Amy se había puesto el biquini y cuando Elie tiró del tirante del sujetador Leo la ayudó a liberarse… metiéndole mano mientras lo hacía.
Le guiñó un ojo y Amy se puso colorada, eso lo hizo reír.
–Más tarde –le prometió.
Ella abrió la boca para replicar, pero enseguida esbozó una sonrisa que lo haría perder la cordura si no la hubiese perdido ya del todo.
Amy se metió bajo el agua y abrió sus piernas con las manos antes de darse la vuelta como una sirena. Lo había hecho antes, cientos de veces cuando eran pequeños, pero el roce de sus manos en aquel momento…
–¡Bu! –gritó, saliendo a la superficie.
Elie soltó un grito de alegría, de modo que volvió a hacerlo una y otra vez. Y cada vez que pasaba entre sus piernas, rozándolo íntimamente, Leo tenía que hacer un esfuerzo para no tomarla allí mismo.
–Ya está bien. Tengo que ponerme a cocinar.
Amy alargó una mano para quitarle a la niña, sus pechos amenazando con escapar del biquini.
Era una sirena empujándolo hacia las rocas y esa noche estaba tan lejos…
–¿Seguro que no te importa?
–Desde luego que no. Ve a hacer tus cosas, yo le cambiaré el pañal y luego te haré fotografías cocinando. Y podrás usarme como conejillo de Indias. Al menos de ese modo podré comer algo. Sé lo que pasa cuando empiezas una receta nueva. Estás totalmente concentrado y te olvidas de hacer una comida de verdad.
–Muy bien, como quieras.
Unos minutos después, Amy se reunía con él en la cocina.
–¿Qué haces?
–Judías con menta y queso pecorino para el relleno de las flores de calabacín –Leo metió un dedo en la sartén y lo puso sobre sus labios–. Pruébalo.
Amy abrió la boca y rozó el dedo con la punta de la lengua para probar el cremoso risotto sin dejar de mirarlo a los ojos.
–Riquísimo, me gusta la menta. ¿Vas a servirlo frío o caliente?
–Ni lo uno ni lo otro, las cosas saben mejor templadas, pero hay que rebozarlas con tempura y servirlas inmediatamente.
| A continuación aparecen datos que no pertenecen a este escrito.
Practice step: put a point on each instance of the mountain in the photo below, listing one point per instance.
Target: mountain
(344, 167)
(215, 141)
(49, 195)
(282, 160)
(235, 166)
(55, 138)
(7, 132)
–Irán bien con el cordero –dijo Amy.
–Espero que sí.
–¿De qué quieres que haga fotografías?
–Dímelo tú, que eres la fotógrafa.
–No sé, ¿qué vas a hacer ahora?
–Marinar el cordero –Leo echó hierbas, aceite de oliva, sal y pimienta en un mortero y empezó a machacar, los músculos de sus antebrazos flexionándose–. Luego lo meteré en el horno varias horas y mañana lo trocearé.
Cuando terminó de machacar las hierbas sacó el cordero de la nevera, le echó por encima el contenido del mortero, lo envolvió en papel de aluminio y volvió a guardarlo en la nevera.
Mientras Elie jugaba con unos bloques de plástico, Amy hacía fotos para el blog. No usaba flash, solo la luz natural que entraba por las ventanas… y la luz dorada hacía maravillas por su piel morena.
Mientras hacía fotografías podía estudiarlo en detalle.
–Dime que el postre va a ser panna cotta.
Leo la miró por encima del hombro.
–Por supuesto.
Era uno de sus platos estrella y nunca había probado uno mejor. Técnicamente muy difícil, o al menos lo era para ella, dudaba que Leo tuviese ningún problema porque hablaba tranquilamente mientras trabajaba y era una delicia observarlo. Claro que siempre era una delicia observarlo, hiciera lo que hiciera.
–Voy a hacerlo con una compota de fresas salvajes y el vinagre balsámico de los Valtieri. Espero convencerlos para que me vendan una caja de botellas. Es asombroso, casi como sirope y va estupendo con la fruta. Si eres buena, te lo daré a probar más tarde.
–Seré buenísima –dijo Amy.
–¿Es una promesa? –murmuró él, el tono de su voz haciendo que se le doblasen las piernas.
Leo terminó la panna cotta, la echó en moldes y los guardó en la nevera.
–Es un placer trabajar en esta cocina –dijo luego, con una sonrisa que la hizo olvidar la promesa del postre y pensar en algo mucho más dulce y poderoso.
–Me llevaré a Elie al jardín. Está aburrida y le encanta jugar en el cajón de arena.
Cuando salió de la cocina, Leo dejó escapar un suspiro. ¿Por qué de repente lo afectaba tanto? ¿Qué había cambiado? Amy ya no era una niña, pero había tardado todo ese tiempo en darse cuenta de que era una mujer.
Y qué mujer.
Pero aquello no duraría mucho tiempo. Solo estarían unos días más en la Toscana, hasta que firmase el trato con los hermanos Valtieri.
Porque iba a hacerlo. Lo había decidido el primer día, pero necesitaba saber algo más sobre ellos y sus productos. Después de firmar el trato, volverían a casa.
Pero no sabía dónde dejaba eso a Amy.